Computational methods are taking on an increasingly important role in all sciences. Astronomy is no exception. In fact, computational science is one of the most powerful tools to recreate the Universe from its very origin until its present-day large-scale structure, the cosmic web, and the galaxies it hosts. Consequently, a whole new research group on data science, under the supervision of Prof. Oliver Hahn, was founded at the Department of Astrophysics, Vienna, jointly with the Faculty of Mathematics, Vienna.

Cosmic web.

 

Its main scientific focus lies on cosmology and the large-scale structure of the Universe. To study the evolution of these structures, dark matter – and dark energy – have to be included. Dark matter is not visible to our eyes or any conventional detectors as it does not interact with light. But in the formation of structures and the behaviour of large celestial bodies we see its gravitational influence. In the early Universe clumps of dark matter pulled in regular, baryonic matter and once these so-called halos were massive enough, they collapsed. First stars and galaxies were born and over the course of the next 13.5 billion years the Universe arranged itself into its present form, whilst still expanding.
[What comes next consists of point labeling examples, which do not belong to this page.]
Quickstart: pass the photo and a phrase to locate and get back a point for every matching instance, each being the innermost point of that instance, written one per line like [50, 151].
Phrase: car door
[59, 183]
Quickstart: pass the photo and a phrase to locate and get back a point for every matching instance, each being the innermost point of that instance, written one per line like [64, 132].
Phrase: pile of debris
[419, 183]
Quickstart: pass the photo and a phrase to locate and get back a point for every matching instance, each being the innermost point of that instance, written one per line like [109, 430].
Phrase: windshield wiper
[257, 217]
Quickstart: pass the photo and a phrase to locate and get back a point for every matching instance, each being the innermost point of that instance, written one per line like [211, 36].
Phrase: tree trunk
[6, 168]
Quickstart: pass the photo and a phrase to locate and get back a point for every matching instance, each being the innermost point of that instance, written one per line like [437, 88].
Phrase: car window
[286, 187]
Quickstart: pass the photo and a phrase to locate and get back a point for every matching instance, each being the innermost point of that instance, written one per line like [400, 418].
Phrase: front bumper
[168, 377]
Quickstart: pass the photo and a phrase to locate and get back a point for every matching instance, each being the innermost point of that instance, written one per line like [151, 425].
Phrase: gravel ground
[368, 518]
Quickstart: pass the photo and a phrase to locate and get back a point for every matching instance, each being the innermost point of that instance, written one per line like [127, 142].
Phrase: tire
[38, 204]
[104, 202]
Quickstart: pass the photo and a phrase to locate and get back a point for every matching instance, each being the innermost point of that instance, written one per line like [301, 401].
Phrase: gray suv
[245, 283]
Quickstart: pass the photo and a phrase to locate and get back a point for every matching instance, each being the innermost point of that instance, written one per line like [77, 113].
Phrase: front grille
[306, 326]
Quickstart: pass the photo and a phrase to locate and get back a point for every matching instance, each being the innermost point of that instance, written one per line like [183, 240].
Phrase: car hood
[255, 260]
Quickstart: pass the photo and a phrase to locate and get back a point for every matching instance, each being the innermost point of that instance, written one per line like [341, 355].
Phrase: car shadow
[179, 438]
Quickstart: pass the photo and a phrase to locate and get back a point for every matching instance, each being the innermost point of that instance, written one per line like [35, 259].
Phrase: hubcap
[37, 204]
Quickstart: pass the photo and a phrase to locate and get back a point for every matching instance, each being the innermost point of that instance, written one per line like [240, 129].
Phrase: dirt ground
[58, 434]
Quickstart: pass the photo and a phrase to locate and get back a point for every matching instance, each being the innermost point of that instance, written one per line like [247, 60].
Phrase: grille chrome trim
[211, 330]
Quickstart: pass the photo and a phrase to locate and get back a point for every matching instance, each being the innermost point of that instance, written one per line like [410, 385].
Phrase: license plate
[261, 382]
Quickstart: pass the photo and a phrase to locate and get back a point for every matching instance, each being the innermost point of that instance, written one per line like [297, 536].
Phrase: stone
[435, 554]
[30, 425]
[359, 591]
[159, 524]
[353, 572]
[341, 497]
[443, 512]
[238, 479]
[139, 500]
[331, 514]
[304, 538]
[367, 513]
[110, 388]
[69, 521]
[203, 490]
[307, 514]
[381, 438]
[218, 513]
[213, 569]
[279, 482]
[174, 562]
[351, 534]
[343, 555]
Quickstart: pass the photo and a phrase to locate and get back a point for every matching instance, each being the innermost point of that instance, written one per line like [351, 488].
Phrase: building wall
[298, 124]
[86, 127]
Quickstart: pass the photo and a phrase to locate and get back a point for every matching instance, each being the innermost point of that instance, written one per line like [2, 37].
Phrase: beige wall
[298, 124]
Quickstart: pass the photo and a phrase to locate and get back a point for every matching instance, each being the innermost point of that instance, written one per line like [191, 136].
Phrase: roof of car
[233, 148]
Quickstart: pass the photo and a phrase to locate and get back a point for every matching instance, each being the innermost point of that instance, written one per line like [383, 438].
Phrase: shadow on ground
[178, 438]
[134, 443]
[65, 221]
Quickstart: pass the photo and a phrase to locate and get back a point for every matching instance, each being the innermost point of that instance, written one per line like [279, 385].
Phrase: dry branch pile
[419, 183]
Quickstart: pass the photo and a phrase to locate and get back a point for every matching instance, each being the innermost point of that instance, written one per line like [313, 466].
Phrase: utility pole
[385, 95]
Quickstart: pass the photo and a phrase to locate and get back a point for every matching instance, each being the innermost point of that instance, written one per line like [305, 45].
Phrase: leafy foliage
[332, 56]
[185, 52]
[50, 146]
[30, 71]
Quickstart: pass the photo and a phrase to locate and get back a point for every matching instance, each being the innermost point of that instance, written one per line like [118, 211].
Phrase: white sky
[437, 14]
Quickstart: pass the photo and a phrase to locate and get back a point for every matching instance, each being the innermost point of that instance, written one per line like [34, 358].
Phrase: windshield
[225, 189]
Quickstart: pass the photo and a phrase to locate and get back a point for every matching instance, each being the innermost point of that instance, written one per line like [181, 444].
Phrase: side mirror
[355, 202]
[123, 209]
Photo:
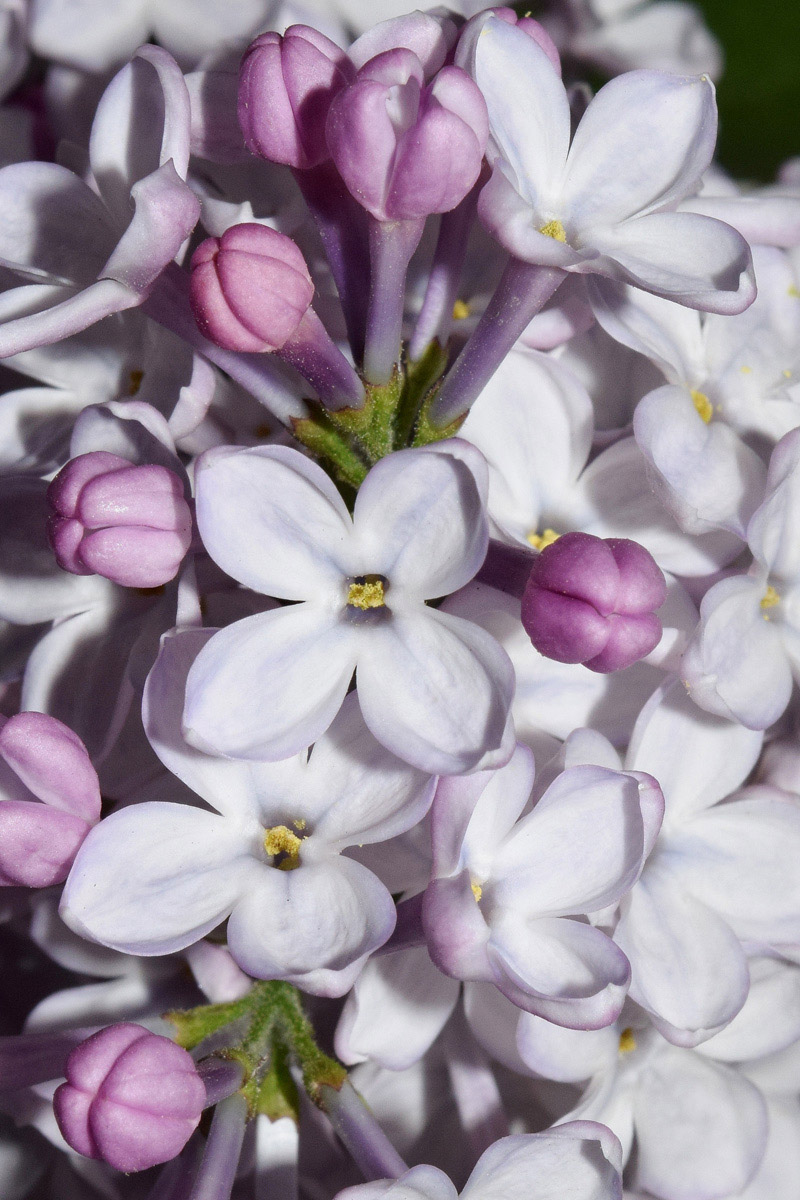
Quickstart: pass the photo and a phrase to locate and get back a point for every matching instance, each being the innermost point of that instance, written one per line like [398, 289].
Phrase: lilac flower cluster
[400, 583]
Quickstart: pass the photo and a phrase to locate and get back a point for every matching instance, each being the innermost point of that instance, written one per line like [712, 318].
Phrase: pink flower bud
[49, 799]
[131, 1098]
[286, 87]
[128, 523]
[251, 288]
[404, 149]
[593, 600]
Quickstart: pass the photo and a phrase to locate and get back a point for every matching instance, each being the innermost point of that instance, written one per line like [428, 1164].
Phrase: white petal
[701, 1128]
[737, 664]
[155, 877]
[643, 143]
[561, 970]
[578, 851]
[715, 756]
[435, 690]
[266, 687]
[691, 259]
[365, 793]
[397, 1009]
[689, 969]
[313, 925]
[529, 114]
[419, 519]
[274, 520]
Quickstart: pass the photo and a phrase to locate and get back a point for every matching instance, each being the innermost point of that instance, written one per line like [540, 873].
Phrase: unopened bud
[132, 1098]
[128, 523]
[593, 600]
[251, 288]
[286, 87]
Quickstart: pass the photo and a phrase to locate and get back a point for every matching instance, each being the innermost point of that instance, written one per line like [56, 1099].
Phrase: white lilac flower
[605, 203]
[433, 688]
[745, 654]
[511, 886]
[269, 858]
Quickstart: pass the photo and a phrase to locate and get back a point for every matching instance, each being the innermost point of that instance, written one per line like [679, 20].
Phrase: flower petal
[266, 687]
[435, 690]
[155, 877]
[274, 520]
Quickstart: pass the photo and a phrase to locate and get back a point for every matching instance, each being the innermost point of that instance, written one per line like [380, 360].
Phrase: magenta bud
[49, 799]
[593, 600]
[251, 288]
[286, 87]
[405, 149]
[128, 523]
[132, 1098]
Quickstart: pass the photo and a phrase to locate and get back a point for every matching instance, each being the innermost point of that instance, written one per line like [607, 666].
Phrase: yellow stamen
[703, 405]
[542, 540]
[553, 229]
[367, 593]
[281, 840]
[626, 1042]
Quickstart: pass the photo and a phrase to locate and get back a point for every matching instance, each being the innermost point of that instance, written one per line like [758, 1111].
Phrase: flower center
[626, 1042]
[367, 592]
[542, 540]
[283, 846]
[553, 229]
[703, 405]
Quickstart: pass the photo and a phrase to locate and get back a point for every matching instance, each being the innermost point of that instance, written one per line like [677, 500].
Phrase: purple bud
[251, 288]
[128, 523]
[286, 87]
[404, 149]
[132, 1098]
[50, 799]
[593, 600]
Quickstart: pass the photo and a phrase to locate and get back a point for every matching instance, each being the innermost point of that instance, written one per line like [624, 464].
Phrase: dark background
[759, 89]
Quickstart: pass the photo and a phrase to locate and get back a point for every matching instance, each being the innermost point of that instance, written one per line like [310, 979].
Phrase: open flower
[158, 876]
[433, 688]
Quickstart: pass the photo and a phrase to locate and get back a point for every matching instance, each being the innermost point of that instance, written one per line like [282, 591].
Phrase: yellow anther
[553, 229]
[281, 840]
[626, 1042]
[367, 592]
[542, 540]
[703, 405]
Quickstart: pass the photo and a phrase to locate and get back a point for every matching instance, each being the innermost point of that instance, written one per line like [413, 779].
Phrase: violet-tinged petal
[563, 970]
[691, 259]
[420, 520]
[669, 119]
[272, 498]
[312, 927]
[37, 844]
[53, 762]
[269, 685]
[711, 1143]
[450, 718]
[156, 877]
[689, 967]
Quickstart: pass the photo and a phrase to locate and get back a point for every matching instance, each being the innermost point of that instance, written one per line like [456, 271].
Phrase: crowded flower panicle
[400, 472]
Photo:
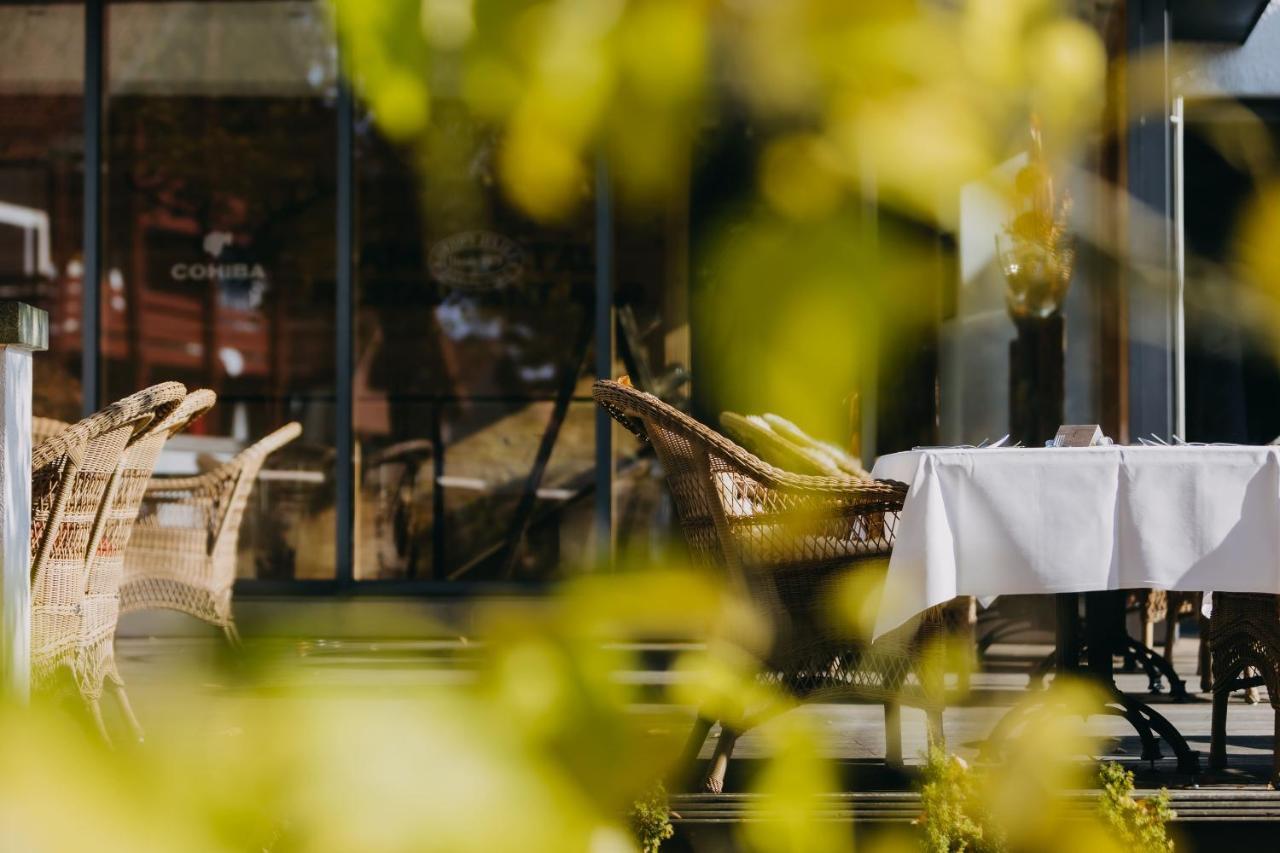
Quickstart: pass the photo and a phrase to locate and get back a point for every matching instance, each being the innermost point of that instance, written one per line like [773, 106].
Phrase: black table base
[1096, 646]
[1136, 655]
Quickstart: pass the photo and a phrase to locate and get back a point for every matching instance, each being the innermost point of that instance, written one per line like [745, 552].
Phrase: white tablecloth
[1047, 520]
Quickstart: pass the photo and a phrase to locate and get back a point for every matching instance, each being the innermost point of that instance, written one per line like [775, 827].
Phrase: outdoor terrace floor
[165, 674]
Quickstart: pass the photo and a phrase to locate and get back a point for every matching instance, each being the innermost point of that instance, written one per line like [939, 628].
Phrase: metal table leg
[1104, 616]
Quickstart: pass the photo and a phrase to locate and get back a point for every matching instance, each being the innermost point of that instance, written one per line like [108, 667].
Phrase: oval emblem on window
[478, 260]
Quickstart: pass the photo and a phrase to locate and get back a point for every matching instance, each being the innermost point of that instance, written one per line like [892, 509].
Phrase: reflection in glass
[471, 397]
[41, 185]
[220, 208]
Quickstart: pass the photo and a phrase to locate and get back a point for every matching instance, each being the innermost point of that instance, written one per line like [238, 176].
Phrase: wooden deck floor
[165, 673]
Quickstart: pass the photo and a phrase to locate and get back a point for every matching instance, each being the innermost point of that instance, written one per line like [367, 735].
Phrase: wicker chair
[106, 566]
[1244, 651]
[787, 539]
[74, 474]
[184, 544]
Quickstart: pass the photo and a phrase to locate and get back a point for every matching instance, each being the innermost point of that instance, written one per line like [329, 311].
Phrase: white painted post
[23, 329]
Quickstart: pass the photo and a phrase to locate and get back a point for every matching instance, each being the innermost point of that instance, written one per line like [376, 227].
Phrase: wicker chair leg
[894, 734]
[127, 707]
[937, 738]
[1173, 633]
[1275, 753]
[682, 774]
[95, 710]
[720, 760]
[1217, 738]
[1205, 661]
[1251, 693]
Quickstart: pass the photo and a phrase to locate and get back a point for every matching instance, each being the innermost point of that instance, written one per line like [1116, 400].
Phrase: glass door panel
[219, 246]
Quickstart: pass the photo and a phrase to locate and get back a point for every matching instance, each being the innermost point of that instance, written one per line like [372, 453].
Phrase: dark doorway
[1233, 374]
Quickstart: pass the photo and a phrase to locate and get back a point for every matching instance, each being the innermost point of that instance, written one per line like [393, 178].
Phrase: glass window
[41, 185]
[220, 215]
[472, 407]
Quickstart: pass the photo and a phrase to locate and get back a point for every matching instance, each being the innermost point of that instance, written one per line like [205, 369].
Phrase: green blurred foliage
[927, 96]
[1137, 825]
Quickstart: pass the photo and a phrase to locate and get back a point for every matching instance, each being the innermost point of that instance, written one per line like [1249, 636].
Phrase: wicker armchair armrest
[209, 482]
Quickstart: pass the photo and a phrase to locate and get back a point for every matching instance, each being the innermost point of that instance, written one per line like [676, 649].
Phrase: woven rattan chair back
[790, 541]
[184, 546]
[120, 509]
[740, 511]
[72, 471]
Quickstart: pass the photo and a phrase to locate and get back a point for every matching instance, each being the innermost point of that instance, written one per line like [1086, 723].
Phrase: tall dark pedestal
[1037, 384]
Observational data for all-sky surveys can map the architecture of the cosmic web. Its evolution, however, is traced by cosmological simulations. A supercomputer is fed with all available data from observations, theories and mathematical calculations. Different approaches, like statistical methods and machine learning or deep learning, are tested on the programme. A simulation typically runs from very early times close to the Big Bang until today. At this moment the values from cosmological parameters are then extracted and compared to the existing observational data. One of the crucial problems here is that the exact setup from early times is highly uncertain, only bits and pieces hint to the evolution of the Universe. After all, we were not there and there is still very little observational data. Hence, simulations allow us to test which theories are consistent with the Universe we can observe.

Forschungsgruppe Oliver Hahn

One aspect of Prof. Hahn’s group is contributing to refining the initial conditions that governed the early Universe for which all cosmological simulations are started. Once found, they will greatly increase the accuracy of already existing large-scale simulations which trace the evolution of the Universe. Not only full large-scale simulation profit from the improved initial conditions but also smaller zoom-in runs. Both serve to connect the early Universe with galaxy simulations and to better understand the world we live in. Another aspect lies in developing improved simulation methods for dark matter and also intergalactic gas. The goal here is to make the simulations both, more accurate and more efficient. This requires astrophysical modelling as well as advanced coding for parallel computers.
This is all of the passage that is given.